Last week, the European Commission published a “proposal for a regulation of the European Parliament and of the Council on harmonized rules on fair access to and use of data.” Building on the European strategy for data published early in 2020, this Data Act is meant to give European institutions and member states a common set of rules for using and reusing non-personal data from industrial equipment and the internet of things.

My Paris-based colleague, Thomas Husson, wrote a report back in 2020 which argued “Europe’s digital renaissance starts now.” Europe’s then-fresh data strategy and this week’s Data Act are critical pieces of his argument that “industrial B2B platforms are the key to Europe’s technology future.”

The Commission forecasts that the value of the data economy to the European Union’s 27 member states will grow from €301 billion in 2018 to a predicted €829 billion by 2025. But there’s a significant challenge here, and it’s one that I hear again and again in my conversations with Forrester clients: Smaller industrial firms without the talent, confidence, and legal muscle of Europe’s manufacturing giants have picked up a worrying message from years of being told that data is “the new gold.”

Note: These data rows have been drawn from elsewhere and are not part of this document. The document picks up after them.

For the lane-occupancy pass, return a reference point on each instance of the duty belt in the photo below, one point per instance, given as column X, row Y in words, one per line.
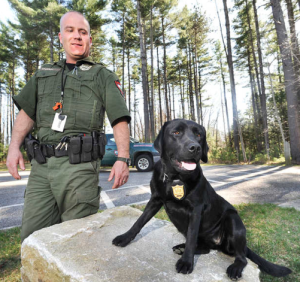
column 79, row 148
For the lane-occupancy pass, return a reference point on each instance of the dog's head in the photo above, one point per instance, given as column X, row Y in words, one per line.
column 182, row 143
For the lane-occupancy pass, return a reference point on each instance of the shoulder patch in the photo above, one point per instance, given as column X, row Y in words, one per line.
column 118, row 84
column 85, row 67
column 53, row 69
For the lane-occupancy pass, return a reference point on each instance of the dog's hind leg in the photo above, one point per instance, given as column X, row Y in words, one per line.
column 179, row 249
column 234, row 243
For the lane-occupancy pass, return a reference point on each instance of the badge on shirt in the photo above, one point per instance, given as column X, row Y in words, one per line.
column 59, row 122
column 118, row 84
column 178, row 192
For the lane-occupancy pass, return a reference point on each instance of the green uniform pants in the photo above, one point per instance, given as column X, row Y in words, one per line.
column 58, row 191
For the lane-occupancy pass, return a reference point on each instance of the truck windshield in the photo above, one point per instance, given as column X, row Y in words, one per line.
column 132, row 140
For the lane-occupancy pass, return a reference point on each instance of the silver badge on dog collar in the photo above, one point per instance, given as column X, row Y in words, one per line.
column 179, row 192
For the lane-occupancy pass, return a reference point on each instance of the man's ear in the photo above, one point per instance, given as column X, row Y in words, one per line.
column 158, row 143
column 205, row 148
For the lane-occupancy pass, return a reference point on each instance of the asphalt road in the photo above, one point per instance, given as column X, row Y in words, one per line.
column 237, row 184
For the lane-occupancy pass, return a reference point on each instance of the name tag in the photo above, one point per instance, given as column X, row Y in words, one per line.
column 59, row 122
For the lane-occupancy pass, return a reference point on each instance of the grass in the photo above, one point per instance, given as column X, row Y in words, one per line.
column 272, row 232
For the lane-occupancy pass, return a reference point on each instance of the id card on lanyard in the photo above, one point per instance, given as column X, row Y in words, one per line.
column 60, row 119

Instead of enthusiastically rushing to share their own data and reuse data shared by others, they’re (understandably) taking a far more cautious approach. They hear that data is valuable, but they’re not sure how valuable, and they don’t want to sell themselves short. They hear that data can be combined to extract new insights, but they’ve no idea how, and they don’t want a competitor inferring more about their assets and customers than they know themselves. It’s easier, many conclude, not to share than to share too cheaply or too freely.

And even those that take the plunge are struggling: A report of mine on monetizing machine data notes that only 29% of the manufacturers monetizing data in 2019 described their efforts as successful. The Commission seems to understand this, and there are activities underway to help organizations build the skills, confidence, and legal safeguards they’ll need. Europe’s industrial superstars such as Airbus, Bosch, Siemens, or Volkswagen can do a lot, but they recognize that even they can’t build much of an industrial data economy on their own.

Data Spaces Help Companies Safely Share, Find, Or Monetize Data

And that’s where an important piece of the European data strategy slots into place: the idea of building common data spaces that will be as valuable to the smallest players as they are to the continent’s giants. The Commission proposed nine of these data spaces:

  • Health
  • Industrial & Manufacturing
  • Agriculture
  • Finance
  • Mobility
  • Green Deal
  • Energy
  • Public Administration
  • Skills

A staff working document released with all the other documents the Commission published last week offered a fresh look at progress to date. I’m finishing my own report on the value of industrial and manufacturing data spaces at the moment and may dig into mobility, energy, and (maybe) agriculture at a later date.

These recent documents are the European Commission’s proposal for what the rules should look like. The final result may be quite different, and it will take several years to materialize. But there are important signals here for European firms and for those from whom they buy, to whom they sell, and with whom they partner. To realize the ambition behind these proposals, data must be able to cross Europe’s borders, both inbound and outbound. But everyone — data owners, users, and subjects — must have the confidence that the data is accurate, timely, secure, properly valued, and not subject to misuse. As industrial firms across the continent continue shifting from grease to code, recognizing that data-powered services matter as much as the physical machines, they need to get this right.